El frío característico de Cuenca estaba en su máximo nivel por esos días. La caminata fue muy larga y aún así me demoré en entrar en calor. Ese frío que te pincha los huesos y parece imposible poder recuperar el calor corporal una vez que lo has perdido. Sin embrago, el ansia por el contacto humano obligaba a movilizarse de cualquier manera para poder estar con los seres queridos en esos días — semanas, meses — apocalípticos. En este caso particular, recorrer esos seis kilómetros hasta la casa de mis suegros.
Llegando a mi destino, me detuve un minuto para sacar una botella de agua de mi mochila y observé una familia de venezolanos que descansaban sobre el parterre. Una de tantas familias que dejó sus raíces con la tenue esperanza de encontrar mejor vida en un país hermano. Doctores, ingenieros, arquitectos, postrados en los semáforos abandonados esperando alguna moneda. Una realidad dolorosa que se visibilizó aún más durante la pandemia. Tres adultos — dos hombres y una mujer — estaban sentados alrededor de dos niños que jugaban pateando una botella plástica. Y así, mientras veía a esta familia, como por arte de magia — como aquellas transiciones cinematográficas que te van revelando una imagen desenfocada en segundo plano — pude ver otra realidad detrás.
Al cruzar el rio, había una casa enorme, con un jardín descomunal que se vislumbraba entre los arboles de eucalipto. Dos niños, de edades similares a los otros dos niños venezolanos que vi antes, jugaban dentro de su pequeña ciudad amurallada. Un jardín de por lo menos quinientos metros cuadrados solo para ellos, con arcos de fútbol, columpios y hasta una pequeña casa de árbol pude ver a lo lejos. Una sensación de impotencia me invadió ante esa imagen que tenia ante mis ojos. Me di cuenta que ninguno de los niños que vi había tenido la oportunidad de escoger el mundo en el que nacen. Y que ninguno — al igual que el resto de los ocho billones de seres humanos — teníamos idea de que íbamos a estar encerrados durante todo ese tiempo. Una misma situación. Dos escenarios opuestos.

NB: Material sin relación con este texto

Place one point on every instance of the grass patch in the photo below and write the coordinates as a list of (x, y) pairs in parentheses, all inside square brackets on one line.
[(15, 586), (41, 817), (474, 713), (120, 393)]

La cuarentena no es la misma para todos — pensé.
Hoy, sentado en la sala, escribiendo estas palabras con mi café al lado y una leve esperanza de que salga el sol después de todo el día de lluvia, me acordé de esta aventura en medio de la pandemia. Hoy, después de tantas malas noticias, sicariatos, robos, violaciones — no solo en Ecuador, sino en el mundo entero — me pongo a pensar si realmente la pandemia hizo algo para cambiar el mundo.
Me pongo a pensar que pasará, al cruzar el río.